Stocks and Bonds Both Selloff During April
Monthly Market Summary
The S&P 500 Index produced a -8.8% total return during April, outperforming the Russell 2000 Index’s -9.9% total return.
Consumer Staples was the only S&P 500 sector to produce a positive return during April’s market selloff. The Energy sector was the second-best performing sector as the price of crude oil traded at around $100 per barrel. In contrast, the ‘Growth-style’ sectors, including Communication Services, Consumer Discretionary, and Technology, each traded more than -10% lower as interest rates soared higher.
Corporate investment-grade bonds generated a -6.7% total return, underperforming corporate high yield bonds’ -4.2% total return.
The MSCI EAFE Index of global developed market stocks returned -6.7% during April, underperforming the MSCI Emerging Market Index’s -6.1% return.
Federal Reserve Policy Remains a Headwind for Equity & Credit Markets
April was another difficult month for both the stock and bond markets. The S&P 500 Index traded -8.8% lower during the month, while the Bloomberg Bond U.S. Aggregate Index traded -3.8% lower. Low-interest rates and bond purchases stabilized the U.S. economy during the Covid pandemic, but removing the two pandemic-era monetary policies proved enormously disruptive. Federal Reserve policy remains the driving force as the central bank raises interest rates and prepares to shrink its balance sheet to ease inflation pressure. It is a delicate and challenging balancing act to pull off.
Interest rates rose again during April as the 10-year U.S. Treasury yield surged +0.57% to 2.89%. While 0.57% may seem small on an absolute level, it significantly impacts how investors position portfolios.
Why?
Interest rates represent the cost of money and are used as an input to value company shares. A higher Treasury yield offers investors a higher rate of return. The expected return must increase to incentivize investors to own riskier assets, such as stocks. Buying an asset, such as a house or stock, at a lower valuation should increase the expected return, which means the theoretical value of the asset should be lower as rates rise. This period of rate hikes is the reason for the market's chaotic valuation process. It is trying to find the correct theoretical fair value of a company's shares as interest rates rise. The rate hikes also deal with geopolitical tensions, new Covid lockdowns in China, and surging inflation.

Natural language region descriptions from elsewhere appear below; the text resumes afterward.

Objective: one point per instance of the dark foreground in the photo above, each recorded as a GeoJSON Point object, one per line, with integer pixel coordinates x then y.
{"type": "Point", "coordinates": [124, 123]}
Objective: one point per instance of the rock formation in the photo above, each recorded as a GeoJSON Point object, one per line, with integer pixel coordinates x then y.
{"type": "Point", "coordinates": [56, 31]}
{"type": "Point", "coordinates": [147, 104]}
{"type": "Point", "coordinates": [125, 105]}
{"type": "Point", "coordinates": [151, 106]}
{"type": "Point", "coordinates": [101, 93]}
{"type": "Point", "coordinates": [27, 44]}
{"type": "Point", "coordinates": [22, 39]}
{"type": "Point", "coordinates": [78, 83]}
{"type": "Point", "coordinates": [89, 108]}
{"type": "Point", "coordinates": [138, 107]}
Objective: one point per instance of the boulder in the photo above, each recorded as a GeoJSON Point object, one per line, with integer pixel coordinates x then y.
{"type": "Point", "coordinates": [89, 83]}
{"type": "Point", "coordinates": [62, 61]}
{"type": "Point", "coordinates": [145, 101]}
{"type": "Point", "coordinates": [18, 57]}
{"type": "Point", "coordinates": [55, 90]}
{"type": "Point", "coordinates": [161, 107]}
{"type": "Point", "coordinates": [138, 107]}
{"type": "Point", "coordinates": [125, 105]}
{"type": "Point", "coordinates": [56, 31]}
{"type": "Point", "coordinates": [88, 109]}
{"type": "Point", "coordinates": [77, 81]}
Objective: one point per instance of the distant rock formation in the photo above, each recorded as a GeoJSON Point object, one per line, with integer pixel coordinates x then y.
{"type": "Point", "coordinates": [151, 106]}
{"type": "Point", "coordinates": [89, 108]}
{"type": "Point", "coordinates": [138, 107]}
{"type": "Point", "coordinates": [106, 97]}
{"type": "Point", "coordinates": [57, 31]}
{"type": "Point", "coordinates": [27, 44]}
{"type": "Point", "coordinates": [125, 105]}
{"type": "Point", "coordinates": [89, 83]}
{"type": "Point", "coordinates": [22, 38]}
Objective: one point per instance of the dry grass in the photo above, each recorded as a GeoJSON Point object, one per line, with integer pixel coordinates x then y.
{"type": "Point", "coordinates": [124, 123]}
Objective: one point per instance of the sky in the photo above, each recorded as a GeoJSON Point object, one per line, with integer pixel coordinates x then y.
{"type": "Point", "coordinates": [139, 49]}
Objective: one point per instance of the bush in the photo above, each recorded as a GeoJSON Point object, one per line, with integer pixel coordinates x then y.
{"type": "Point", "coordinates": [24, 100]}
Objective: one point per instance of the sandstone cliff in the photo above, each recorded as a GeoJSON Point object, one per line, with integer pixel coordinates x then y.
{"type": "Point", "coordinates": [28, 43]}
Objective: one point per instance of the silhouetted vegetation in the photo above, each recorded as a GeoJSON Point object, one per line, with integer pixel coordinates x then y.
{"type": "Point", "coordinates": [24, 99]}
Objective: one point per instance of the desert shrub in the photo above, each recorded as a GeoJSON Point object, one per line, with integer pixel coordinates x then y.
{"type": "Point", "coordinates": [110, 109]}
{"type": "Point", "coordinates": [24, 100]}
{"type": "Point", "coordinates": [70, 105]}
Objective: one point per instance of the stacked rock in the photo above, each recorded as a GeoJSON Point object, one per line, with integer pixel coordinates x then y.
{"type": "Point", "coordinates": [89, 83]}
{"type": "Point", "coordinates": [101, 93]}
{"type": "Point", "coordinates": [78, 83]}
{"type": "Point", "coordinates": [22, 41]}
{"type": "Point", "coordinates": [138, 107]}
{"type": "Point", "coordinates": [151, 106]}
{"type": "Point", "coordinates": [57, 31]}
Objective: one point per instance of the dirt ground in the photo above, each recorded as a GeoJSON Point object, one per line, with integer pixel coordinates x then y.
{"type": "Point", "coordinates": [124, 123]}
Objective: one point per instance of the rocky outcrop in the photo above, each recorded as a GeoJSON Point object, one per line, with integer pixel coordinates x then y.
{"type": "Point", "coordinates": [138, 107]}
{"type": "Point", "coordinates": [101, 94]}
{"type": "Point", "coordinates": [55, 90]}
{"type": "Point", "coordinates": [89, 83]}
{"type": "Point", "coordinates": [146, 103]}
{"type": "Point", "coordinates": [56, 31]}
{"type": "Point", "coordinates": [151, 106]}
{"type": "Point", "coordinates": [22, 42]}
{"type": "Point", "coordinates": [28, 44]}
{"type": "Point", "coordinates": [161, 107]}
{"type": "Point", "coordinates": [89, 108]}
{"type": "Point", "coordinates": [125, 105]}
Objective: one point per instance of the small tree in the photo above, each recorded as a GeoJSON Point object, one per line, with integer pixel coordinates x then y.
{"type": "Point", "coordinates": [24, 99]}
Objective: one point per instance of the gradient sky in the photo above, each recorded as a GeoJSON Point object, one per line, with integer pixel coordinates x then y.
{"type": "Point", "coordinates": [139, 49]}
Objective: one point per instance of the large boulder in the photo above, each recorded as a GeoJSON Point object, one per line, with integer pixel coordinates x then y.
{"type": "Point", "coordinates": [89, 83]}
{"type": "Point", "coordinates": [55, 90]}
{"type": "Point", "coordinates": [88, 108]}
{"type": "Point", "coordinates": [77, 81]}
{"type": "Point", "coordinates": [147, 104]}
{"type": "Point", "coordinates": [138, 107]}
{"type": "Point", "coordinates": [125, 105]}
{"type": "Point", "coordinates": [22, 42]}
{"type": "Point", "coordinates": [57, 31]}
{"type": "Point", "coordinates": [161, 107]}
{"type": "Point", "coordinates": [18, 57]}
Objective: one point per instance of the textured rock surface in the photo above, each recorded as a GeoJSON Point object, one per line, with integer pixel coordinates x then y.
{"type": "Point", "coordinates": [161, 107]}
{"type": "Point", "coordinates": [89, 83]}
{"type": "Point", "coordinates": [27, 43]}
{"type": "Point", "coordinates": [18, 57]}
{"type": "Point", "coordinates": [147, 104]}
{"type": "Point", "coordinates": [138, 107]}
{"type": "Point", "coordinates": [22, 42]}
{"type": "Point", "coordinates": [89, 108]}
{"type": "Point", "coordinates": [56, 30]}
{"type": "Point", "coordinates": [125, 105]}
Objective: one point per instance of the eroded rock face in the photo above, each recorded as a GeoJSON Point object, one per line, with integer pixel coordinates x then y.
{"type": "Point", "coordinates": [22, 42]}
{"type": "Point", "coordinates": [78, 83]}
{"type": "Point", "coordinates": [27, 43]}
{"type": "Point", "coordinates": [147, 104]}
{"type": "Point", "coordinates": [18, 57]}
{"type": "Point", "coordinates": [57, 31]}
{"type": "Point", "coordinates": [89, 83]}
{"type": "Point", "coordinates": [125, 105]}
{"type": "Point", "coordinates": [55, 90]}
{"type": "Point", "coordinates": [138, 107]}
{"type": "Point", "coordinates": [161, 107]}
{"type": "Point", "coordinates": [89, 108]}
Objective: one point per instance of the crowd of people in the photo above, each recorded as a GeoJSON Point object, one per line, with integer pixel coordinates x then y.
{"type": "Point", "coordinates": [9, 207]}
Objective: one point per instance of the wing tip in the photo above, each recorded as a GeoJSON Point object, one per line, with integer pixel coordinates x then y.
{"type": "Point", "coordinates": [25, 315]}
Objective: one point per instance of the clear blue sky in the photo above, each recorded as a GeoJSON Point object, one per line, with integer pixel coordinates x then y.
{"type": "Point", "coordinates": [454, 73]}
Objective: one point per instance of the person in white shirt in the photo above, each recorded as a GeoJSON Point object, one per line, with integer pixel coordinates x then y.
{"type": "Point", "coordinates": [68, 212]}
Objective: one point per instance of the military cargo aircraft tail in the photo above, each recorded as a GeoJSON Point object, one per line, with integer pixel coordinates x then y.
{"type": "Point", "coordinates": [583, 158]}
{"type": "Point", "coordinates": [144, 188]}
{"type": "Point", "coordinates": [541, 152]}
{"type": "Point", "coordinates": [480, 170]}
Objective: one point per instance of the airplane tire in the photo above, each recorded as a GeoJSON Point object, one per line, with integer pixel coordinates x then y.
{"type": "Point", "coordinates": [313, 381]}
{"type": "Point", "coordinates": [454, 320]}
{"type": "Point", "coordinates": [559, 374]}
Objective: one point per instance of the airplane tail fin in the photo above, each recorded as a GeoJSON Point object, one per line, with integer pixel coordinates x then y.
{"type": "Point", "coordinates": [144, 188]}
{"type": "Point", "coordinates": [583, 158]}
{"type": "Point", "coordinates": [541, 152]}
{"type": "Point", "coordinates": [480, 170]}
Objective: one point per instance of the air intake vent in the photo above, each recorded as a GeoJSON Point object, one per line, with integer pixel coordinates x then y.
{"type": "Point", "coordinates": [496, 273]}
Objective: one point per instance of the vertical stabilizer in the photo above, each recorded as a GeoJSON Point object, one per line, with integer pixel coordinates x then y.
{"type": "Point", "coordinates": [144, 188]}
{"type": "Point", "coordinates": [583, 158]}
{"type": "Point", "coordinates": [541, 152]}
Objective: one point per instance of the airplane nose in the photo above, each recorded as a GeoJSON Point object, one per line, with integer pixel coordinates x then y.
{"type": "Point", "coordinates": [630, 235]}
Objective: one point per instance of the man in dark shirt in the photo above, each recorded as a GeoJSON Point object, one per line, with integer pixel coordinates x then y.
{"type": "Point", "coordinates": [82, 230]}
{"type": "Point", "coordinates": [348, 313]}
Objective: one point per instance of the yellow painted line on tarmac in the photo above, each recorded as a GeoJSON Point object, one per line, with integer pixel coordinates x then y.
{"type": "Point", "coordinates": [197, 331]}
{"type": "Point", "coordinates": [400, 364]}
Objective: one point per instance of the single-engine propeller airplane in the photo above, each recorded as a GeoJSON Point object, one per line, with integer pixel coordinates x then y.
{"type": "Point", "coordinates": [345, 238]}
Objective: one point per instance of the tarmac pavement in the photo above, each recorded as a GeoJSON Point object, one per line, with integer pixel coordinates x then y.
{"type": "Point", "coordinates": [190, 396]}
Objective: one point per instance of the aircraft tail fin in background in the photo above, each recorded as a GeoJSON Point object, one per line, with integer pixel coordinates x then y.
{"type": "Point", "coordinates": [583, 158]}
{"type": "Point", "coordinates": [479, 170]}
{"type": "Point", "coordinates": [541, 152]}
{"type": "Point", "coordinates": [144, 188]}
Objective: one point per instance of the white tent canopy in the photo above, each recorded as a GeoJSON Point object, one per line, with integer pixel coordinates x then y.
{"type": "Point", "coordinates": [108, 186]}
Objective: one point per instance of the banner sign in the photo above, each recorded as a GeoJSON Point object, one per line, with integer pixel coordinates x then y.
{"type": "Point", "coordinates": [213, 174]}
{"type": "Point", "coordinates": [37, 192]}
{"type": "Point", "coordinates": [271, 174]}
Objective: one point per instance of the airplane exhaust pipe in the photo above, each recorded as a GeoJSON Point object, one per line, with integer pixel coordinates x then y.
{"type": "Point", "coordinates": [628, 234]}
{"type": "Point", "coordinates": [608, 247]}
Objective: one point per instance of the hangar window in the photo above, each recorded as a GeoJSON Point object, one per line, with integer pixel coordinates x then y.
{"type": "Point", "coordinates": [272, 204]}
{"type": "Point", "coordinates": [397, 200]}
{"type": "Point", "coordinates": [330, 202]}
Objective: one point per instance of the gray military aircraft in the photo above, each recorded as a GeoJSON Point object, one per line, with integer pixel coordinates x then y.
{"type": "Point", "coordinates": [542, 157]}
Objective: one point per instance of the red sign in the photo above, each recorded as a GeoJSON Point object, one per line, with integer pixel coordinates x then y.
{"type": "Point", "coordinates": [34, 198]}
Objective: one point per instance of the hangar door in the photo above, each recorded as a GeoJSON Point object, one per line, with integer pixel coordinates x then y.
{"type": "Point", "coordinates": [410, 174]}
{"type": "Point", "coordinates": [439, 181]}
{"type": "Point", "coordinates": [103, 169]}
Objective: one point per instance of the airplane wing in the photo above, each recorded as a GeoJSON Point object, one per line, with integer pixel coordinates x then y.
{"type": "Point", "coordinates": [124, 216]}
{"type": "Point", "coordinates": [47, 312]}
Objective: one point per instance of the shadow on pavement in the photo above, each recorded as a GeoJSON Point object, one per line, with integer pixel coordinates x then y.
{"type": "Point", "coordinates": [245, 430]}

What Can You Expect Moving Forward?
There is no easy answer or definitive path forward. This year’s selloff indicates some degree of tighter Federal Reserve policy is already priced into the market – we just do not know how much. In addition, the list of market uncertainties remains long, including corporate earnings quality, economic strength, and the path of Federal Reserve interest rate hikes. Until the market clarifies these uncertainties, volatility will likely remain elevated. The bumpy ride may not be done yet.